The original case that offended the Federal Court, and led them to reprimand the spy agency’s global ambitions, involved CSIS’ request to rope-in the American National Security Agency for its surveillance regime.
Its original application, to Justice Edmond Blanchard, was to run international surveillance. That request was quickly denied. Their section attempt, on the same case — entitled simply X, due to national security restrictions — went to Mosley. In their application for a surveillance warrant, they insisted that the surveillance would be done from within Canada. It was approved.
It was some months later when suggestions that CSIS’ operations involved international bulk data collection that Mosley recalled CSIS to further detail their operations. It was then that the learned that the warrant he had approved was being used much more broadly than he intended. He rebuked the agency for breaching their duty of candour. Now that the Federal Court of Appeal has backed up Mosley’s conclusions that CSIS must be forthright and open about its operations, the government is looking to push back before the top court.

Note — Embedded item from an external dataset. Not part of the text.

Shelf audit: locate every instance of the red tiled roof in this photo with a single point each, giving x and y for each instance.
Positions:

“You could argue that C-44, once passed, will render that part of the decision moot,” agrees Jon Penney — law professor at Dalhousie University, and fellow at both Harvard’s Birkman Centre, as well as the University of Toronto Citizen Lab.
What changes for CSIS, he says, are the ex parte hearings. “In these types of procedural applications,” he says. “There’s a strong duty of candour and disclosure and good faith. So CSIS has to provide material information and facts. If they don’t, they very well may breach this duty of candour.”
Justin Ling is a regular contributor based in Ottawa.